We are planning for our revival, but how do we know revival is occurring or has occurred? Does simply hanging a sign outside of a tent automatically assume revival?
In one sense, yes, it does … according to our culture’s definition of revival. A revival in this understanding is simply a planned set of special services that involves an out-of-the-ordinary preacher delivering heart-stirring sermons. If one’s heart is stirred, then one is said to have experienced a good revival. Yet, regardless of the quality of the speaker, revival is experienced. It could be a good experience or a bad experience.
Another understanding of revival comes from Jim Wallis, a leader in the evangelical leftist movement. In a sermon delivered at Asbury Seminary a couple of years ago, Wallis asked us not to call the Billy Graham movement a revival. To his credit he did not speak against what Graham did. He in essence said that though Graham lead many to the altar at his crusades, this was not revival. Revival, according to Wallis, is measure on how deeply Christian people respond to the Gospel call to minister to the physical needs of the “least of these.” Yet, according to Wallis, this is only one facet of revival. True revival will happen when the people of God, respond to the evangelical call of God, take the Gospel to the streets in message and physical ministry … and … this is the kicker … the poor have their justice secured for them. According to Wallis … at least on that day … justice for the poor is the result of there being no more poor people. To Wallis’s credit, he does not simply offer a pure, 20th Century Social Gospel. He underscores the need for both message and ministry … sort of.
I think both of these examples miss an estimation of true revival.
In the first point, offered by my adopted tradition, the ability to plan for revival is underscored. This is certainly good. Whatever we call our series of meetings, we certainly miss the heart of God, if we never plan and never expect God to show up with something personally for us. However, this first example falls far short of the Scripturally robust picture of revival. My people expect to little of God in this picture, by merely expecting what amounts to a private, heart-stirring and heart-warming message for each individual. The mark of Christian faith is not what facts I believe in my head. Rather the mark of Christian faith is what I do with my beliefs for other people inside the church and inside the world.
In the second example Wallis emphasizes the need for revival to result in deep involvement outside the church walls. That is good. Wallis emphasizes that revival is more than a private heart-warming and heart-stirring message. That is good. Wallis said quite pointedly, “Christianity may be personal, but is never private.” To often in my tradition, we have abdicated our place of influence in the world, because we have only emphasized a come-to-the-altar-and-wait-on-heaven Christianity.
However, Wallis emphasizes that revival is only true revival when the poor are no more. This is akin to saying that evangelism is only true evangelism when there are no more lost people. And somehow the whole of the responsibility lies with us and our selfishness.

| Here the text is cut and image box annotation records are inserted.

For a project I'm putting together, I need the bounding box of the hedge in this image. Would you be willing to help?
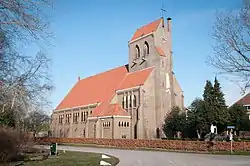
[36,137,250,151]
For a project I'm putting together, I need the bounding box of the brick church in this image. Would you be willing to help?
[51,18,184,139]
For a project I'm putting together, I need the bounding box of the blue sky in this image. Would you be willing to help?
[29,0,246,113]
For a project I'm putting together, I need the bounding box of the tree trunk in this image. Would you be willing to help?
[196,130,201,139]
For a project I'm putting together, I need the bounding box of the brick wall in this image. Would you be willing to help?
[36,138,250,151]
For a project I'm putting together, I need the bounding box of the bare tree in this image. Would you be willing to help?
[24,110,50,135]
[209,0,250,92]
[0,0,53,126]
[0,0,52,44]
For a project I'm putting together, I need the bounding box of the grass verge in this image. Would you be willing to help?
[24,151,119,166]
[59,143,250,156]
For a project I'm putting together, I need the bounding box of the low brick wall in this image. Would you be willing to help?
[36,138,250,151]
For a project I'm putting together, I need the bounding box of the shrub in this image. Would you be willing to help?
[0,127,32,162]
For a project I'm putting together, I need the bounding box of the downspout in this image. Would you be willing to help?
[111,115,115,139]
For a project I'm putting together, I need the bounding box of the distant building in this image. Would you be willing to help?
[235,92,250,120]
[51,18,184,139]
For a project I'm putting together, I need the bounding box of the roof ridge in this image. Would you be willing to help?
[80,64,127,81]
[136,17,162,30]
[126,65,155,76]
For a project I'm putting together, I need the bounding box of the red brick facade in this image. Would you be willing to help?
[37,138,250,151]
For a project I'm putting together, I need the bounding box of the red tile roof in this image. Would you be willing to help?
[91,104,129,117]
[236,93,250,105]
[56,66,128,110]
[155,46,165,56]
[117,67,153,90]
[56,66,153,117]
[130,18,162,41]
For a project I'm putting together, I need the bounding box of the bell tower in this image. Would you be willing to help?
[129,17,175,137]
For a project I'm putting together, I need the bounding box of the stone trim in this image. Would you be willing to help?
[88,115,131,120]
[129,32,154,44]
[53,102,99,112]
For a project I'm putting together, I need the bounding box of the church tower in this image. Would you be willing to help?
[129,18,176,137]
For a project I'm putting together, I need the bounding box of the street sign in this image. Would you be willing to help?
[227,126,235,129]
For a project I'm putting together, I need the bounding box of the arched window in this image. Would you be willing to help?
[126,96,129,108]
[135,45,140,58]
[129,96,133,108]
[132,95,137,107]
[143,41,149,56]
[122,96,127,109]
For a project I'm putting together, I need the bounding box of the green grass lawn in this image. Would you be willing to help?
[57,143,250,156]
[24,151,119,166]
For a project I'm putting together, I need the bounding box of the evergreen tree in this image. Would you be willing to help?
[211,77,229,132]
[213,77,226,107]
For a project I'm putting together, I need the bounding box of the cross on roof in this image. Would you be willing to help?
[161,4,167,17]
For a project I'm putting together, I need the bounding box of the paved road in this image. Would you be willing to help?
[37,146,250,166]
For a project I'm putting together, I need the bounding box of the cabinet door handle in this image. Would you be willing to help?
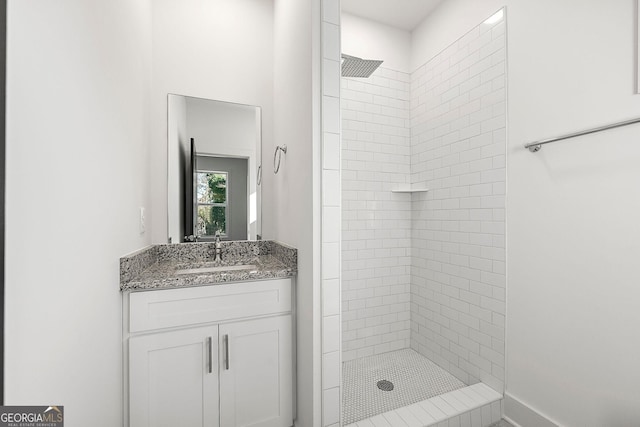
[207,337,213,373]
[224,334,229,371]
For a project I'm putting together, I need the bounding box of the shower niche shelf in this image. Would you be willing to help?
[391,186,429,193]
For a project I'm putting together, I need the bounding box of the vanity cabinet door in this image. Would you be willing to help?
[129,326,219,427]
[219,314,293,427]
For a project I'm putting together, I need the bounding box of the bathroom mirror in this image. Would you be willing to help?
[167,94,262,243]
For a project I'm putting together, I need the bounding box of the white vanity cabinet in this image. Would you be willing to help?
[125,279,293,427]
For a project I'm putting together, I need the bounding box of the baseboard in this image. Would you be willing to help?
[504,392,559,427]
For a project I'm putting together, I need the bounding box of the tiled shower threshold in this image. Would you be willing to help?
[343,349,502,427]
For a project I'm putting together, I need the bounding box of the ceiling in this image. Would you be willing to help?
[341,0,443,31]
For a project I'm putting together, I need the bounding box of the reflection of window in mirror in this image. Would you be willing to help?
[196,171,229,237]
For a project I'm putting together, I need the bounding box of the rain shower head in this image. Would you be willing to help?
[342,53,384,77]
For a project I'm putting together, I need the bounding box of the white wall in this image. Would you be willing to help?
[272,0,321,426]
[4,0,151,427]
[150,0,274,243]
[340,13,415,73]
[414,0,640,426]
[341,68,411,361]
[411,14,506,392]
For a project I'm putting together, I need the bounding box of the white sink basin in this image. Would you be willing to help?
[176,264,258,274]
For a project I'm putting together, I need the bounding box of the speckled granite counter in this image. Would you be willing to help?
[120,240,298,291]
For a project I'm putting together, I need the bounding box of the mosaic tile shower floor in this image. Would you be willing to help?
[342,349,465,425]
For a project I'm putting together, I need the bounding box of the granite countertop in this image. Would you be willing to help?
[120,240,297,291]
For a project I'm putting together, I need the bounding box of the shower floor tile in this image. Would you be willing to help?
[342,349,465,425]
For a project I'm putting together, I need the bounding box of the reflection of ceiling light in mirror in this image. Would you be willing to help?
[484,9,504,25]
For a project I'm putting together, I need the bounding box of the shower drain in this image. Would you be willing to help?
[376,380,393,391]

Thomas Sowell emphasizes in his book, The Vision of the Anointed: Self-congratulation as Social Policy, that results are not the proper target of social policy with regard to justice. For no person or special committee of people is so infallible and so omniscient as to lay out policies which will take into account all of the minute details involved in applying different but fair standards of policy that secure just results. The Almighty, in his estimation, is the only one who is capable of doing such an extensive job. Rather it is a far more appropriate goal, given our limitations (selfish human nature, human mental fallibility, etc.) to focus on securing just social processes … despite whether the results secure mathematically just (equal) results.
Similarly, I think Wallis is wrong in making the end of poverty the marker of true revival. Rather, I think a better understanding of true revival is deep and intense Christian involvement in society with the full-Gospel … without using results as the true measure. I’m not saying we should pay attention to results, for certainly our ministry methods can in many places be alterred and improved, depending on the culture in which we’re working.
Yet at some point “perfect results” are out of our hands. For there are two other players in our revival scenario. There is God, the one who ultimately builds his church. There is also the people we are targeting for robust Gospel ministry (which most certainly includes evangelism). If we take total responsibility concerning God, we deny him his power and claim it for our own. If we take total responsibility concerning the people we are targeting, we end up taking personal responsibility away from them and enabling bad behavior to continue. Thus, Wallis’s poverty-ending-result-oriented definition of revival is self-destructive.